‘Slick 50’s’ Teen Back in Jail in Misdemeanor Assault Case
A South County teenager accused of participating in last summer’s near-fatal stabbing of a 16-year-old was sent back to jail Tuesday for his alleged role in an unrelated assault last month.
Jesse Grist, 17, of Laguna Niguel was handcuffed and led away immediately after the hearing. His bail was raised to $250,000 by Orange County Superior Court Judge Kazuharu Makino, who also forbade the youth from socializing with three other defendants in the stabbing case should he manage to post the new bail amount.
“Mr. Grist doesn’t get the point,” Makino said during his ruling. “You stay away from this kind of stuff when a charge of attempted murder is pending against you.”

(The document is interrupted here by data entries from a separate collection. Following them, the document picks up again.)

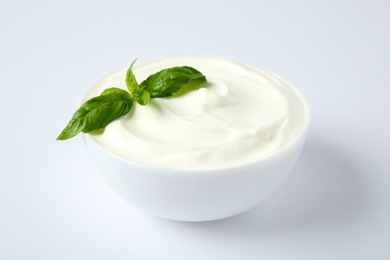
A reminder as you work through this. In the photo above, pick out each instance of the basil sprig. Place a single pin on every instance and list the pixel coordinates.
(113, 103)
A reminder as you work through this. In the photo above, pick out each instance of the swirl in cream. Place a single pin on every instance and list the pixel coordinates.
(240, 115)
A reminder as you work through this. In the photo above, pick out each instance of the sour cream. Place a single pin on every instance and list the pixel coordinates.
(240, 115)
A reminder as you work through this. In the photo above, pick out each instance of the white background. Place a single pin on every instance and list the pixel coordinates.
(336, 202)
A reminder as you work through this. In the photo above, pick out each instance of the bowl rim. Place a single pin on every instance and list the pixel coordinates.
(302, 134)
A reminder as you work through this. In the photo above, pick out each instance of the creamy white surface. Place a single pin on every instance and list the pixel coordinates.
(240, 115)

Deputy Dist. Atty. John Conley said Grist was involved in a March 20 misdemeanor assault and malicious mischief case in South County that left one youth injured and damaged the victim’s car. The fight occurred at an unsupervised party, which Conley said “is the same circumstance that got Mr. Grist into trouble in the first place.”

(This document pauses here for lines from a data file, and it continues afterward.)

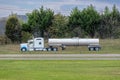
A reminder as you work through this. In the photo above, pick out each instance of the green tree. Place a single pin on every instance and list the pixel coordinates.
(59, 27)
(40, 21)
(110, 25)
(75, 23)
(90, 20)
(13, 28)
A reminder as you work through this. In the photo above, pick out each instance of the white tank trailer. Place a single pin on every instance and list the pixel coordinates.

“Here he is at another party, involved in another fight,” Conley said. “And he’s already facing 15 years to life in prison.”
Grist’s attorney, Anthony Sessa, described the second incident as “a minor skirmish” among boys and said several witnesses told deputies that Grist wasn’t involved.
Grist and three other South County teens are scheduled to go to trial next month on attempted murder charges stemming from an Aug. 11 attack that occurred in a gated community in Aliso Viejo.
Sheriff’s officials said the suspects are members of a so-called bully gang called the Slick 50’s, who dress in cuffed pants and white T-shirts, have greased-back hair and target individual victims and assault them. The teens are accused of cracking a beer bottle over another boy’s head and stabbing him three times at the party last summer.
Some South County residents believe deputies overreacted, but others applaud a zero-tolerance approach to suspected gangs.
Grist and his friends are being tried as adults in that case. Makino ruled that the second arrest violated the conditions of Grist’s release pending trial in the first case.